U.S. Homeland Security Secretary Jeh Johnson activated the National Terrorism Advisory System for the first time today.

Under the new system, DHSy will issue bulletins designed to update the public on the changing nature of terrorism threats. The department already issues bulletins to law enforcement agencies about specific cases or types of threats, but the new system is designed to provide more general information to the public about the overall threat environment.

The bulletins would be unlikely to provide specific information about plots, but rather a broader sense of officials’ concerns.

A bulletin might, for example, inform people to expect longer screening lines at public events at times and places when security is ramped up.

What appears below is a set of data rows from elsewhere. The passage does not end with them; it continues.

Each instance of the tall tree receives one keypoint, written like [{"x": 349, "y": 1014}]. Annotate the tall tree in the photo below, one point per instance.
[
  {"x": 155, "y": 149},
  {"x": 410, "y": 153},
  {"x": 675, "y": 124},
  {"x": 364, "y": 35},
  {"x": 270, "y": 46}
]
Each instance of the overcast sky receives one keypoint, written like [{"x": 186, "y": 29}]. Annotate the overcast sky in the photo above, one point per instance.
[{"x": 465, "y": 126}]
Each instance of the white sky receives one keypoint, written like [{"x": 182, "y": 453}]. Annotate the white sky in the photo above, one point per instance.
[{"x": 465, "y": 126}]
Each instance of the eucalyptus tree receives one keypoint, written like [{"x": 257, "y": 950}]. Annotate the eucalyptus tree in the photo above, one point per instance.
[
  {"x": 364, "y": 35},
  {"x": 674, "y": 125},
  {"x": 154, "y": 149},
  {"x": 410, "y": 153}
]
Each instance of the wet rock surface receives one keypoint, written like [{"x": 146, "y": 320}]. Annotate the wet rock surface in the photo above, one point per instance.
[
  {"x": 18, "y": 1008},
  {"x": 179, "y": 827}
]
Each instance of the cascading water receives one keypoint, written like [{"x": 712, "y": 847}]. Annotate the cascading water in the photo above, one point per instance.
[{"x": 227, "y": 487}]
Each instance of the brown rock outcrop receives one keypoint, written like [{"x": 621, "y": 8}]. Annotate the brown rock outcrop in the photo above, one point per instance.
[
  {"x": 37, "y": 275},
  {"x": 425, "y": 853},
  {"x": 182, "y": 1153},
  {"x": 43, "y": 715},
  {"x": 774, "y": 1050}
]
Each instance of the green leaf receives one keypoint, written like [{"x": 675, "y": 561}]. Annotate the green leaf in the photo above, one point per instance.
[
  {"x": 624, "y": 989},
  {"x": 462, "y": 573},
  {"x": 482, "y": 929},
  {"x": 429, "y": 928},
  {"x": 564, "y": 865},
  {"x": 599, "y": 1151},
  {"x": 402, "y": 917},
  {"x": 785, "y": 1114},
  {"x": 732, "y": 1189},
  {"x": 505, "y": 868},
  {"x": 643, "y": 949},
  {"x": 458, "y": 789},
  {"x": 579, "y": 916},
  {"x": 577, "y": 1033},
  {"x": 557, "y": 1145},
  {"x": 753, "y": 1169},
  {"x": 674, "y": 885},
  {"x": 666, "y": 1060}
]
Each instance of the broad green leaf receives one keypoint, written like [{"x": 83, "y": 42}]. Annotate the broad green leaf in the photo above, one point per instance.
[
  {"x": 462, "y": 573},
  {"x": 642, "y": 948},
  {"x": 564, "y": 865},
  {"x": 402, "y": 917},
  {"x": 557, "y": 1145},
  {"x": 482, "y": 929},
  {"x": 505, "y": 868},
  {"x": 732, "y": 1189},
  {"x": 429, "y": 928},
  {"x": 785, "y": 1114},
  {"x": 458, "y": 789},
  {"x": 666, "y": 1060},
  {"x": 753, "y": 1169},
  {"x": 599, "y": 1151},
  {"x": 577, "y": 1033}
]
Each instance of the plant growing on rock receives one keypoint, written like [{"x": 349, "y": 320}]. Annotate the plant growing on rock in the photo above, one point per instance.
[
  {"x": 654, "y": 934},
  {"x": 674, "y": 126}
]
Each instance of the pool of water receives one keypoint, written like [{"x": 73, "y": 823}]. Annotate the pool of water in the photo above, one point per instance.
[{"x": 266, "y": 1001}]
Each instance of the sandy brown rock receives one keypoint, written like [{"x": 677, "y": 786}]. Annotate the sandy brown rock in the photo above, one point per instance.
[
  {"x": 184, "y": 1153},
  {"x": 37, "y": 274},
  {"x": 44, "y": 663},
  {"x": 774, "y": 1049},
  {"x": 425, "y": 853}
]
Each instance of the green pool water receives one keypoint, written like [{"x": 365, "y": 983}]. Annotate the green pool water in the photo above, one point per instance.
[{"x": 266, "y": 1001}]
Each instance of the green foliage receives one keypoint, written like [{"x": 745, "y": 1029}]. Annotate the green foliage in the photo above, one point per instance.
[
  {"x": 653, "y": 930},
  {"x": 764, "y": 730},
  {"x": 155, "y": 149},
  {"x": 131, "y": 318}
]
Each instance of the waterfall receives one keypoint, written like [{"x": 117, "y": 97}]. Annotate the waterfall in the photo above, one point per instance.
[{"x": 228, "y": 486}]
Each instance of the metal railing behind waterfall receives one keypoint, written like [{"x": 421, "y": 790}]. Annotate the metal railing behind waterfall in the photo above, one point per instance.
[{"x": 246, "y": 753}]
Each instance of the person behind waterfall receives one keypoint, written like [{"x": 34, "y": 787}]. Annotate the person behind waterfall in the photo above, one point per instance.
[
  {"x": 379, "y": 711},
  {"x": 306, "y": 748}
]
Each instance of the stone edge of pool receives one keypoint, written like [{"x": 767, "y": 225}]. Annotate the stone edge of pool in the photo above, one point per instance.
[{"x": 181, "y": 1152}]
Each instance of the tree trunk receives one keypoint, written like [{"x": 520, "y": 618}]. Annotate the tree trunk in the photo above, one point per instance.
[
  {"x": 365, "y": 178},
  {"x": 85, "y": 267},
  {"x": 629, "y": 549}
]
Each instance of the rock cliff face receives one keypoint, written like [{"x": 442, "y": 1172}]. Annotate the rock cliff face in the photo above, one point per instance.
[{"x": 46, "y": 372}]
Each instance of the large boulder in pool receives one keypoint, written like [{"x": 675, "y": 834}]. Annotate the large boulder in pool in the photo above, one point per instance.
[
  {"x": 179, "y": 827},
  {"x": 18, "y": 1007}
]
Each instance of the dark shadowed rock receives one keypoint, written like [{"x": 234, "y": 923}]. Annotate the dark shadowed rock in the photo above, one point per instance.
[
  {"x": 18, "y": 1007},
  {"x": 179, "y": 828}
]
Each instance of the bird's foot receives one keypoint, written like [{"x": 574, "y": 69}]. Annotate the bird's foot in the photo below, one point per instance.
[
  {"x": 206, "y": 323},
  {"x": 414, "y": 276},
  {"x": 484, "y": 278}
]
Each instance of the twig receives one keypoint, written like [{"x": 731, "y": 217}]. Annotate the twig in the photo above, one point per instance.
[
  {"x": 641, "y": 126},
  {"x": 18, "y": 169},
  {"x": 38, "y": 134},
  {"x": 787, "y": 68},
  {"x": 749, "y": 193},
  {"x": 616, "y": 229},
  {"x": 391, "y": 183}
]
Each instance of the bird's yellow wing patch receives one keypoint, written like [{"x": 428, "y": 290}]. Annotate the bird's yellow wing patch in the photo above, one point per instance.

“We have witnessed constantly evolving threats across the world, from Garland to the streets of Paris, to San Bernardino,” said Secretary Johnson. “We have also heard repeated calls from ISIL against our citizens, our military and our law enforcement personnel. In light of these persistent activities, the secretary thought it necessary to… share more information with our fellow citizens.” 

David Heyman, a former Homeland Security policy official who advocated eliminating the color code system, welcomed the announcement.

"Given the current threat environment where we clearly understand the tactics of terrorists but have little to no notice of attacks, Secretary Johnson was looking for a way to formally communicate threat information to the public," Heyman said.

"The Secretary wanted a way to do that without raising the alert level, which historically has heightened fear without providing information about how to better protect ourselves, and without simply allowing information to come from leaked sources."